Он кивает, поднося руку к моему лицу.
– Я отправлю сообщение через Летию, – он проводит пальцами по своим волосам, бросая на меня немного печальный взгляд, как будто понимает, что его попытка привести себя в порядок не увенчалась успехом. Он поправляет тунику и уходит. Я подбираю шпильки с пола, подхожу к большому зеркалу, висящему в дальнем углу комнаты, и изучаю свое лицо. Мои волосы спутались в клубок. Я быстро снимаю серебряную ленту, провожу расческой по верху – они должны лежать на плечах – и закрепляю ленту, как только могу, не переставая надеяться, что румянец исчезнет с моей кожи до прихода Арона. Через несколько минут я беру одну из своих книг по астрономии и начинаю читать главу о кометах, стараясь замедлить пульс и успокоить беспорядок в мыслях. Особенно стараюсь не думать о Люсьене.
Не успеваю я дочитать до второй страницы, как раздается стук в дверь.
– Король готов, Ваше Величество, – слуга ждет у двери, готовый закрыть ее за мной.
– Спасибо, – я откладываю книгу, встаю и разглаживаю юбки. В приемной ждет Арон, изучая одну из картин, украшающих стены. Он предлагает мне руку, но ничего не говорит, пока мы спускаемся в большой зал.
Молчание Арона продолжается весь ужин. Он хмуро смотрит в свою тарелку, тычет ножом в еду и почти не произносит ни слова, если только не требуется еще вина. У меня пропадает аппетит. Я думаю о том, что Арон видел, как Люсьен выходил из моих покоев, что он уже догадался, что у меня на уме. А может, он просто не простил меня за то, что я назвала его бесхребетным. Однако по мере того, как продвигается ужин, я уже не уверена, что плохое настроение Арона связано со мной. Я замечаю, что он смотрит на стол, за которым обычно сидят Верон и Валентин, хотя в этот вечер их нет.
Но Арон не хочет объяснять мне свое настроение, и на этот раз я не спрашиваю. Я встаю из-за стола так быстро, как только могу, и убегаю в длинную галерку, где пытаюсь избавиться от желания, которое гудело в моем теле с тех пор, как Люсьен поцеловал меня. Это не помогает. Когда я во время разговора с лордом Корваксом ловлю себя на мысли, как долго мне придется ждать, чтобы снова быть с Люсьеном, я прошу у всех прощения и направляюсь спать.

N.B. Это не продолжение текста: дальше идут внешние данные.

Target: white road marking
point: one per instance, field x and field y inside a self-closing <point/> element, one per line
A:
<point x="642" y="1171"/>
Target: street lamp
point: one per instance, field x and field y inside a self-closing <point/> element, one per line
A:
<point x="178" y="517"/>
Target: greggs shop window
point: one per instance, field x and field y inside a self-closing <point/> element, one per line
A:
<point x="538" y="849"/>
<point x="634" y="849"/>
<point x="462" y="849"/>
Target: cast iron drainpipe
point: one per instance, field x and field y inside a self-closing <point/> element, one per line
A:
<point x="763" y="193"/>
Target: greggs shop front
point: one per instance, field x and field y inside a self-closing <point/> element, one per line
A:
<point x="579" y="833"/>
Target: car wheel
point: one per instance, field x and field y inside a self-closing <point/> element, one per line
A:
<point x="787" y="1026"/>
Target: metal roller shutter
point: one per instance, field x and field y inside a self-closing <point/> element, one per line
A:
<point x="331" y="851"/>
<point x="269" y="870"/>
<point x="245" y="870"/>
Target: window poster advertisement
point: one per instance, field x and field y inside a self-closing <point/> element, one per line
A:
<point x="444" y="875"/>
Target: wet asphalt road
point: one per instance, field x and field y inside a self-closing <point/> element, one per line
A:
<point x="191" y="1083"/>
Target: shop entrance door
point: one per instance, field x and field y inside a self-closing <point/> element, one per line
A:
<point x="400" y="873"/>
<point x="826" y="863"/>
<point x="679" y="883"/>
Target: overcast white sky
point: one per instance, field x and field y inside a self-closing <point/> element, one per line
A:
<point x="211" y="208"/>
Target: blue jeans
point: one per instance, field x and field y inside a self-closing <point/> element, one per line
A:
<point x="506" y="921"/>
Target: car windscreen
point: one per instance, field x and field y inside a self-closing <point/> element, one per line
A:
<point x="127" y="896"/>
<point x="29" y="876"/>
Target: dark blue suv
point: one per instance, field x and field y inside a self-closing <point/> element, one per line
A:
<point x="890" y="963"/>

Мысли о Люсьене все еще преследуют меня. Хотя я лежу в безмолвной темноте своей комнаты с закрытыми глазами, я не могу заснуть. Мой разум отказывается умолкать.
Я вздыхаю, сбрасываю одеяло и снова встаю.
Сегодня ночью луны нет, и небо над моей частной посадочной площадкой полно звезд и изломано с одного края зубчатой черной массой гор. Воздух достаточно холодный, чтобы заставить меня дрожать, но я освобождаюсь от своей ночной рубашки и вхожу в холодную воду, у меня перехватывает дыхание, когда вода поднимается к моим ногам. Затем все остальные ощущения захлестывает знакомый порыв трансформации: волосы становятся перьями; кости светлеют, одни укорачиваются, другие удлиняются; неизбежно приходит боль, когда покрытая шрамами кожа моей спины растягивается и вновь формируется. Став лебедем, я мгновение скольжу по озеру, прежде чем взмыть вверх.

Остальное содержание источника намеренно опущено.